32. A kit which comprises in association an antibody molecule or fragment thereof according to any of Claims 1 to 26, and an antibody molecule having a binding affinity for target cells, or a fragment thereof having such affinity.

33. A composition according to Claim 31 or a kit according to Claim 32, in which the target cells are tumour cells.

34. An antibody molecule or conjugate or a fragment thereof according to any of Claims 1 to 29, for use in surgery, therapy or diagnosis.

35. The use of an antibody molecule or conjugate or a fragment thereof according to any of Claims 1 to 29 for the manufacture of a medicament for use in the treatment of a neoplastic, viral or parasitic disease.

36. A method of aiding the regression and palliation of a neoplastic, viral or parasitic disease which comprises administering to a patient in need thereof amounts which together are therapeutically effective in achieving such regression and palliation of an antibody molecule or conjugate or a fragment thereof according to any of Claims 1 to 29 and an antibody molecule having a binding affinity for tumour, vira or parasite cells, or a fragment thereof having such an affinity.
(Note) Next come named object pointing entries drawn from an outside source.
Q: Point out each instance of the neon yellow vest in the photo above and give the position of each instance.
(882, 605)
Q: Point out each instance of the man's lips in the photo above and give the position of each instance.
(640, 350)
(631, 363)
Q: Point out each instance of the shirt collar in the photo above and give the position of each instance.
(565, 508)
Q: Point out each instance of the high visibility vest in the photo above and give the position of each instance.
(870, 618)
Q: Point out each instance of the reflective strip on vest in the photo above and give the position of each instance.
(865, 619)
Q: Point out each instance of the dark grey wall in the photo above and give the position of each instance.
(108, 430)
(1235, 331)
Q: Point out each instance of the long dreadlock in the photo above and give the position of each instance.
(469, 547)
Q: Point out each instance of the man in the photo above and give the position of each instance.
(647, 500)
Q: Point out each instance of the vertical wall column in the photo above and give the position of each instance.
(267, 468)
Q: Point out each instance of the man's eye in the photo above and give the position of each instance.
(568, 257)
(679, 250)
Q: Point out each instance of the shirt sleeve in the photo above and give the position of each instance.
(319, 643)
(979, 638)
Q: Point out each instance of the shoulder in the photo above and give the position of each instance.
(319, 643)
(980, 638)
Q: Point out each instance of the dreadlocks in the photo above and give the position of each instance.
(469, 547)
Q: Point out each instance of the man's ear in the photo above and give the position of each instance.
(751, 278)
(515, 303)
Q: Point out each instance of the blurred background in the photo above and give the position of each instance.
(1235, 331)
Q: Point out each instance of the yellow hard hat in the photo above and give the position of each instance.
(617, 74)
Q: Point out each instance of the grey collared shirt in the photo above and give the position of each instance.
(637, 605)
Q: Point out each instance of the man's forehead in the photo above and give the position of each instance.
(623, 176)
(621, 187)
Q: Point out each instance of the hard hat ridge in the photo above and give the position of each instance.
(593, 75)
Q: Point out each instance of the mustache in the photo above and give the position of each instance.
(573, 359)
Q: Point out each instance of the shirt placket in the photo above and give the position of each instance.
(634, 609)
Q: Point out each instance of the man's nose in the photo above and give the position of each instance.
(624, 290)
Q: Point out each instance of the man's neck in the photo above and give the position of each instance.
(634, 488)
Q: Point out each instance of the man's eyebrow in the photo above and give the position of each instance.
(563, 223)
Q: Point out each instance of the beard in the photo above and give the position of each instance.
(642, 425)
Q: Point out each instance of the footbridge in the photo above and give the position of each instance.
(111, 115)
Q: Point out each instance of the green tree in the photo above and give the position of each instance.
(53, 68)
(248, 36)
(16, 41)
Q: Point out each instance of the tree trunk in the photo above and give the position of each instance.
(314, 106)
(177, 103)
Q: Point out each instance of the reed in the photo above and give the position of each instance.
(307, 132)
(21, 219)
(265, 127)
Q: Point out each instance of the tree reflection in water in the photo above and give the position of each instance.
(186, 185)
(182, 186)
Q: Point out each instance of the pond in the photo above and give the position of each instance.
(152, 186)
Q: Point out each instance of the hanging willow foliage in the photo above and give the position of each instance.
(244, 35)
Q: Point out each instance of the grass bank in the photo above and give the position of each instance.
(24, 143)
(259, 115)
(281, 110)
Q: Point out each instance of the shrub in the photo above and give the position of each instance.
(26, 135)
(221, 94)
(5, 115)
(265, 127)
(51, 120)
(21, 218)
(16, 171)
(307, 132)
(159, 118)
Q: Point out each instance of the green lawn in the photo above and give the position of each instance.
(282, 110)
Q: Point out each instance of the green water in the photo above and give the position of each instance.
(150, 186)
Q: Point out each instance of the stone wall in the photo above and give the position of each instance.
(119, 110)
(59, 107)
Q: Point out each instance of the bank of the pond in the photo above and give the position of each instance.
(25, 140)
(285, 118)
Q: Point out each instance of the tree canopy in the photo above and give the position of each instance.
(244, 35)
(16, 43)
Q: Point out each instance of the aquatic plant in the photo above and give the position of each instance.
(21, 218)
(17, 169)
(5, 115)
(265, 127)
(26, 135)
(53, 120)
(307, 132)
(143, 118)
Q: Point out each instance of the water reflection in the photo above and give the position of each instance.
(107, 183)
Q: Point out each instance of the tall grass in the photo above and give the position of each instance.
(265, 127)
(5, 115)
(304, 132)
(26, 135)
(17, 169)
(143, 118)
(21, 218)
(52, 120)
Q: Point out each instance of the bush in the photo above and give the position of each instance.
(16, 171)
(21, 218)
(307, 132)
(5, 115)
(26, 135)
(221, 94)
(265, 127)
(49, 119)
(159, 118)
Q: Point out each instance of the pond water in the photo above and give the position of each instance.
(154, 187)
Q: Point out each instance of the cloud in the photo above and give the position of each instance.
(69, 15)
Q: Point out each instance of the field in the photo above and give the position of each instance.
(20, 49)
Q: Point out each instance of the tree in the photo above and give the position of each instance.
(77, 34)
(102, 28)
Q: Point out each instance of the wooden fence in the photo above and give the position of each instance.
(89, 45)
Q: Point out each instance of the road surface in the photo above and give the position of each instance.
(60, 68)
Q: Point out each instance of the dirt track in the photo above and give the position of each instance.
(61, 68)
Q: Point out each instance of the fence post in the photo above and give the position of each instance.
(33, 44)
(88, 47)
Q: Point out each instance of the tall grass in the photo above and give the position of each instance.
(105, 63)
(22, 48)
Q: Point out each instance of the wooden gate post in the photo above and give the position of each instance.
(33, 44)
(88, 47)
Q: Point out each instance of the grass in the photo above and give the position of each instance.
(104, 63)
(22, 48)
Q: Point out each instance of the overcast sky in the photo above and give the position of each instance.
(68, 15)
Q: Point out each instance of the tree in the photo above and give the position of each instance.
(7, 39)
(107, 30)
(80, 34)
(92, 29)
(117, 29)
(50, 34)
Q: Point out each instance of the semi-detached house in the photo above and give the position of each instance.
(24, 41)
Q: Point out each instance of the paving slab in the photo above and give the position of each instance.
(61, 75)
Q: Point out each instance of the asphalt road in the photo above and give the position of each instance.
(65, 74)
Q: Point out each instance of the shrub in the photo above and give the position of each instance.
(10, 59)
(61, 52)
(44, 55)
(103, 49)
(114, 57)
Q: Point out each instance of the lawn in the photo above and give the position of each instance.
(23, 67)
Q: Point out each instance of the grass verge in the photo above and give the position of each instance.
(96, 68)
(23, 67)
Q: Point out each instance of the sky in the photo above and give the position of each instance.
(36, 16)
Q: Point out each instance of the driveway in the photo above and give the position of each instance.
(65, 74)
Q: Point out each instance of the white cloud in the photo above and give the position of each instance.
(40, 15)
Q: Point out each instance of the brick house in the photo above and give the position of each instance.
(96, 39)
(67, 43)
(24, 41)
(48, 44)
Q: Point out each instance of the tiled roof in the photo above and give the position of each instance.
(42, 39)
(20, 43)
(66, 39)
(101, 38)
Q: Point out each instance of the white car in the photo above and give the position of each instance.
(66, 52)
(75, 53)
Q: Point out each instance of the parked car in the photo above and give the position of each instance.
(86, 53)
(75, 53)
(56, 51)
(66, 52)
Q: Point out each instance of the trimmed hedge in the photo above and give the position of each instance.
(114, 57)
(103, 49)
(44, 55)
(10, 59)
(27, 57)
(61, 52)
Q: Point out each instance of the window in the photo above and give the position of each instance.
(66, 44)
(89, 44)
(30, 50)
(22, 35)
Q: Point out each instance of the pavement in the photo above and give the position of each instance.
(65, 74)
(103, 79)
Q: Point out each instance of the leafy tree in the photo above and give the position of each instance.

37. A method according to Claim 36, in which the disease is a neoplastic diease.

38. A process for the preparation of a bispecific antibody molecule or fragment thereof according to any of Claims 1 to 26, which comprises culturing a hybridoma which expresses said bi-specific antibody molecule in order to produce said molecule and thereafter, where appropriate, treating this to produce a fragment thereof.

39. A process for the preparation of a bispecific antibody conjugate or fragment thereof according to Claim 27, 28 or 29, which comprises combining a bi-specific antibody molecule having a first binding affinity for a T-cell receptor capable of activating killing and a second binding affinity for immunoglobulin with an antibody molecule having a binding affinity for either or both of said target cells, or a fragment of either or both of said molecules, and thereafter, if appropriate, treating the conjugate to produce a fragment thereof.

40. A bi-specific antibody molecule or conjugate whenever produced according to the process of Claim 38 or 39, or an obvious equivalent thereof.